Olhou para o líder e recebeu um olhar condescendente, que disse com todas as letras: ok, mas seja sutil. O restante do grupo parecia ansioso. César estava tão entregue às lembranças que desejava contar tudo da maneira mais verossímil que fosse possível.
– Você... Já? Ele me perguntou. Eu respondi que não e perguntei se ele já. Ele disse que também não, nem com menino e nem com menina. Nesse ponto surgiu um constrangimento que não foi mais forte do que as outras coisas que pairavam no ar. Desviei seus olhos e fui descendo até chegar em seu umbigo, logo abaixo do qual haviam alguns pelinhos esparsos. Ele me perguntou se eu achava que aquilo era errado. Eu respondi com um palavrão que pouco importava se fosse certo ou errado.
– Ele havia acendido a brasa. Eu abanei o fogo. Estávamos deitados ainda na sombra da árvore, de fentre um para o outro. Coloquei uma mão em suas costas e o puxei para perto de mim. Nossos corpos estavam colados, as pernas entrelaçadas, as bocas se aventurando, os calções logo sendo tirados e jogados de qualquer jeito para o lado...
– É a lembrança mais viva, erótica, inocente e linda que tenho na vida. Foi o início de um inferno, foi. Mas é um paraíso que permanece intacto mesmo depois de quase quarenta anos e ao qual eu sempre volto quando me percebo tentando esquecer de quem eu sou.
Olhou para o líder.
– Está aí o seu núcleo, o início. Não sou capaz de ir além disso por ora...
A salva de palmas vinda dos animais famintos foi como um remédio sobre a ferida em brasa. E naquele momento César percebeu que estava completamente desarmado, pela primeira vez na vida. Não se sentia vulnerável; sentia-se vivo.
– Gostaria de agradecer, César, em nome do Indivíduos com Dificuldade de Aceitação Anônimos. É preciso não apenas coragem, mas sobretudo muita confiança para fazer o que você fez. Obrigado por compartilhar parte de sua alma com o grupo. A autoaceitação é um processo árduo que engloba várias etapas, você acaba de vencer a primeira!
Mais uma salva de palmas.
– Temos mais um novo integrante no grupo. Alice, agora a palavra é sua...
Mais tarde, no trânsito, César chorou. Chorou como não o fazia há anos. Chorou como uma criança, como um ser humano.
Ele e Ricardo haviam se amado muito durante aqueles três dias. Nem a lembrança do que havia ocorrido no terceiro dia, quando foram pegos no flagra, era capaz de tirar a beleza das recordações.
E Ricardo, que havia partido dessa para a melhor há dez anos, provavelmente estaria orgulhoso dele. A amizade nunca fora a mesma depois daqueles dias, mas quando se viam, viam-se, um nos olhos do outro, como aqueles meninos deitados no chão, desbravando os caminhos convidativos e ingratos do coração e da sexualidade humana.

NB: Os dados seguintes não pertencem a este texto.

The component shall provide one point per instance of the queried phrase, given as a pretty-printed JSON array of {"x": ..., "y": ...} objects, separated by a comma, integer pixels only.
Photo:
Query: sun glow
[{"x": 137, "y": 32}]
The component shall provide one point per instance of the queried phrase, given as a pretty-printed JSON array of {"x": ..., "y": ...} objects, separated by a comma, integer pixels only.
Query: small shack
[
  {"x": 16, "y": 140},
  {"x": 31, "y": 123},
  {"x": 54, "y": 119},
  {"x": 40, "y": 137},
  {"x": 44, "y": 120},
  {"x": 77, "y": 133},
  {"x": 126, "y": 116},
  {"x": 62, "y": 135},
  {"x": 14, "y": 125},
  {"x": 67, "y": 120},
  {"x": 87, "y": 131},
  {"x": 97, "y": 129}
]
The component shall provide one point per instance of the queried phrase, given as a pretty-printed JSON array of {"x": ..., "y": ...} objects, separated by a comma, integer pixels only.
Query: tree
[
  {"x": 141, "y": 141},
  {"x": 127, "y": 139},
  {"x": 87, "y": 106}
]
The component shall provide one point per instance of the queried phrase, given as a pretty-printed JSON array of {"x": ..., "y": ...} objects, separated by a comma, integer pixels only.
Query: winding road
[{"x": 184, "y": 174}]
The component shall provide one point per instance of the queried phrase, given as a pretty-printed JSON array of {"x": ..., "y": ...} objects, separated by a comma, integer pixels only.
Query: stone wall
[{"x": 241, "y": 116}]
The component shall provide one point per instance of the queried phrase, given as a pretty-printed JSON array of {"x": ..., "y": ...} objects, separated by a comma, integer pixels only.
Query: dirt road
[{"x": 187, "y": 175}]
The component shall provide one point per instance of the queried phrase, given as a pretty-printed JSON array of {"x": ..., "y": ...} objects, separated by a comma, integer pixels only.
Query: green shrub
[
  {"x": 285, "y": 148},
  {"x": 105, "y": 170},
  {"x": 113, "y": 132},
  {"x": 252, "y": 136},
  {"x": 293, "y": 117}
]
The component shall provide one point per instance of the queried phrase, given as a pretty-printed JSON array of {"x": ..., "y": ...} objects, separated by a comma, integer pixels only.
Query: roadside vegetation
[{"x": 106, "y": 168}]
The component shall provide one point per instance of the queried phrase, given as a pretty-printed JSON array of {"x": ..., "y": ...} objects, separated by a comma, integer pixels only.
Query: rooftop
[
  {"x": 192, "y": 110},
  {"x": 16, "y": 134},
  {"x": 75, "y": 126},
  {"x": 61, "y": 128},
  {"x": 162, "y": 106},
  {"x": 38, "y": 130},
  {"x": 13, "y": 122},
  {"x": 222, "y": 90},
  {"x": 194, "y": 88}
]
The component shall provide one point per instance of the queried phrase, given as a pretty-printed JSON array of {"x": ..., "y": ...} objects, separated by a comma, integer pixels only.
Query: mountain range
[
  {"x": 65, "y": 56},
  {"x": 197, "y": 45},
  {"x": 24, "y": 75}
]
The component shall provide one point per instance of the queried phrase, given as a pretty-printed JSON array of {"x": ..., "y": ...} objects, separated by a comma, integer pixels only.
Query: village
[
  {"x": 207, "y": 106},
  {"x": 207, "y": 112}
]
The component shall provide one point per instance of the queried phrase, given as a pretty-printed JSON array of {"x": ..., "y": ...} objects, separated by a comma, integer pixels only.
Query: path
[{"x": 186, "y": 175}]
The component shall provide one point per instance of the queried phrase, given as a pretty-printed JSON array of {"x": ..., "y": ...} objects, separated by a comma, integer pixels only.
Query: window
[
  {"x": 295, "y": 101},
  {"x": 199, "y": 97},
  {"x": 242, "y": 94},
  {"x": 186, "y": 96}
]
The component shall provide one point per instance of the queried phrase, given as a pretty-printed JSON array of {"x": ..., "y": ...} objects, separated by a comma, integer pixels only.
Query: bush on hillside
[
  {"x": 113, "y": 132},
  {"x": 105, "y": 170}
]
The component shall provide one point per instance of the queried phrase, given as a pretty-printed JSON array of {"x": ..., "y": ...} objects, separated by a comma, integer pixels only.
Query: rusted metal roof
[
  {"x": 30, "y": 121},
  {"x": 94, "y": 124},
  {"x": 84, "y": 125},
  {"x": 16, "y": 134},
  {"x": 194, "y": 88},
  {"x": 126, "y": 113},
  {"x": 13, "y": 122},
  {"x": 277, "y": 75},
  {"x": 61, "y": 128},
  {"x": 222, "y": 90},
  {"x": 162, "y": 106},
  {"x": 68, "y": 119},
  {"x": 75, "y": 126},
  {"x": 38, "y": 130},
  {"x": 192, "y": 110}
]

Já estava na frente de casa. A peregrinação não havia acabado. Sua esposa Joana estava esperando, ansiosa, com aqueles olhos cheios de amor. Sua mulher amiga, cada com ele há trinta anos e com quem tinha quatro filhos. Um alguém que sempre discordou de seus passos e sempre quis que ele fosse feliz. Um alguém que, com muita paciência, finalmente o fez enxergar o próprio coração. Ela havia sido a responsável pela ida ao IDAA – riu – e, junto com Ricardo, e agora aquele grupo de pessoas, destruía as ruínas de um coração que já não lhe servia mais.
Já na porta lembrou-se daquela expressão desagradável que vira no rosto de um homem no grupo. A expressão não pareceu mais desagradável e foi um César de doze anos que ansiou pelo próximo encontro.